The results of multiple regression analyses are shown in Table 3. A significant inverse association was found between the concentration of drew-green tea and fasting blood glucose levels. A similar but weaker inverse association was observed for hemoglobin A1c and fructosamine. There was no association between frequency of green tea consumption or total green tea intake and fasting glucose, fructosamine or hemoglobin A1c levels.

Table 3
Associations of the frequency of green tea consumption, the concentration of brewed green tea and total green tea intake with blood glucose, fructosamine and hemoglobin A1c levels: the multiple liner regression analysis.

Discussion

The subjects of this study who consumed a 3% concentration of green tea had lower means of fasting blood glucose and fructosamine than those who consumed a 1% concentration of green tea, and the association of the concentration of green tea with fasting blood glucose levels was significant. However, no significant differences were found in mean levels of blood glucose, fructosamine or hemoglobin A1c in terms of frequency of green tea consumption or total green tea intake. The absence of the latter associations may be due in part to the small number of subjects. Moreover, the small variations in the frequency of green tea consumption by subjects of Shizuoka Prefecture, one of Japan’s major green tea producing areas, may such associations indistinct and difficult to detect.

The present findings are in line with our previous trial demonstrated that the supplement of green-tea-extract powder, corresponding to the intake of high concentration of brewed green tea, lowered hemoglobin A1c levels [7]. However, other trials have failed to detect a hypoglycemic effect of green tea supplement [2, 3, 5, 1416].

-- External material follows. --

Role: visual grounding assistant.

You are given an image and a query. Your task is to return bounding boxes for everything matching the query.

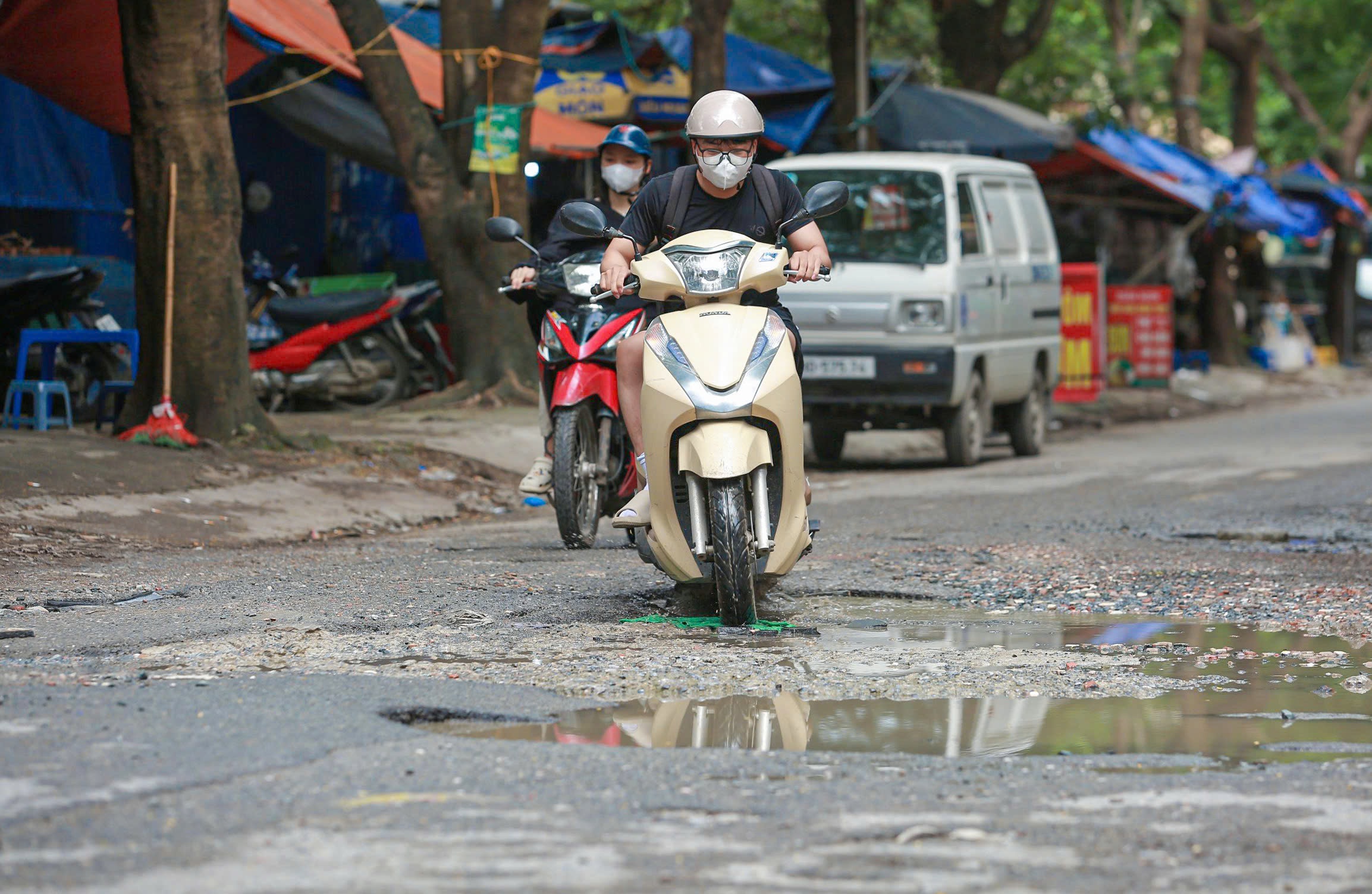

The mechanisms for the inverse association between green tea concentration and fasting blood glucose and fructosamine levels warrant discussion. An in vitro study found that epicatechin gallate inhibited intestinal Na+-dependent glucose transporter activity, leading to reduced intestinal glucose uptake [17], and induced the down-regulation of hepatic glucose production [1820]. An experimental animal study showed that green tea polyphenol increased insulin activity [21], a double-blind, placebo-controlled study that caffeine increased basal energy expenditure and lipolysis from peripheral tissues [22], and a cross-over randomized controlled trial that daily supplementary intake of green-tea-extract powder lowered the hemoglobin A1c level [7].

In this study, sample size was small, distributions of numeric variables were not normal, and numbers of subjects among concentrations of green tea were different. However, we used nonparametric method which is the Kruskal-Wallis test for evaluate the differences in the mean values and used regression analysis after numeric variables were log-transformed. Apparently, the findings of this study may difficult to be considered generalizability because of small numbers of the subject, but the results of analysis may be excluded influence of the distribution and different of the number of the concentrations.

Our findings suggest that green tea at a high concentration has the potential to reduce blood glucose levels. Since it remains uncertain whether similar benefits can be derived for the control of glucose abnormalities in terms of the concentration of green tea or the amount of green tea consumed, further epidemiological and experimental studies will be necessary to clarify this issue.

Acknowledgements

We thank Dr. Tsutomu Okubo who belongs to Taiyou Kagaku Co., Ltd. for providing analysis data of the concentrations of several commercial green tea beverages.